Visceral leishmaniasis and solid cancer may be coincidental and different associations can be seen. Among them, simultaneous diagnosis of leishmaniasis and a neoplastic disorder in the same tissue samples of immunocompromised patients, leishmaniasis mimicking a malignant disorder (e.g., lymphoma), direct involvement of Leishmania in the pathogenesis/occurrence of malignant lesions (e.g., skin), and leishmaniasis in patients receiving chemotherapy for various malignant disorders are difficult to diagnose and treat [2]. Visceral leishmaniasis can happen in these cases after a prolonged regimen of chemotherapy leading to a long period of immunosuppression. Our patient was treated by maintenance chemotherapy with pemetrexed for stage IV non-epithelial non-small cell lung cancer, which usually has a low incidence of bone marrow suppression (less than 5%) [5]. To our knowledge, it is the first case of leishmaniasis-malignancy association during a maintenance therapy. In accordance with the literature, we used L-AmB as induction therapy because of its safety profile and good efficacy, including for immunocompromised patients (targeted total cumulative dose of 40 mg/kg body weight) [6]. Chemotherapy with pemetrexed was interrupted during the initiation of antileishmanial therapy with L-AmB but then resumed because of cancer progression assessed by a chest computed tomography (CT) scan two months later. Reintroduction of pemetrexed during leishmaniasis therapy was uneventful.

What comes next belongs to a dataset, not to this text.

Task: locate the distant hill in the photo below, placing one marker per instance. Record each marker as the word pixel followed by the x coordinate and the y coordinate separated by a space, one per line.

Leishmaniasis can directly or indirectly affect the presentation, diagnosis, and course of malignant disease, especially in patients undergoing chemotherapy. This should be considered in the differential diagnosis of malignancies in geographic areas, in particular, Southern Europe along the Mediterranean basin, where it is endemic, and/or in patients with travel history to these areas [7,8]. Oncologists should bear in mind that visceral leishmaniasis can potentially induce severe and prolonged pancytopenia in immunosuppressed patients, in particular, during chemotherapy in an endemic area.